Realistically you’re going to need some kind of childcare experience, whether that’s as a nanny, a teacher, or even a babysitter.
If you’re thinking of moving to Europe with a spouse or partner, this probably isn’t going to be a viable option, but if you’re making the leap on your own, it’s a great way to get an inbuilt support system.
So, if you’re a US expat heading to Europe, you can be safe in the knowledge that there are plenty of options when it comes to finding work.
Whether you’re creative, you want a little bit of flexibility, or you want a job where you’ll meet new people, there’s a suitable role for you.
This all depends on what you’re most suited to, where your passion lies, and whereabouts in Europe you’re looking to move.
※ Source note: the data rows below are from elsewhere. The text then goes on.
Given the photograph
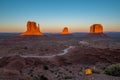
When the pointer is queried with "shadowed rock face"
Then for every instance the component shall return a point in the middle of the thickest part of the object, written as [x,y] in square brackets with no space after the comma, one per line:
[65,31]
[96,28]
[32,29]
For instance, if you’re moving to Malta, where English is the main language, becoming an English language teacher probably isn’t going to be as viable as if you were moving to somewhere like Norway or Italy.
A good way to scope out the possibilities in your new country is to check out job boards on sites like LinkedIn, just to get an idea of availability, salaries, and the number of hours.
The fact that you’re reading this shows that you’re serious about doing your research, which is great.
Use this article as a jumping-off point for starting your new expat adventure in Europe – you’re not going to regret it!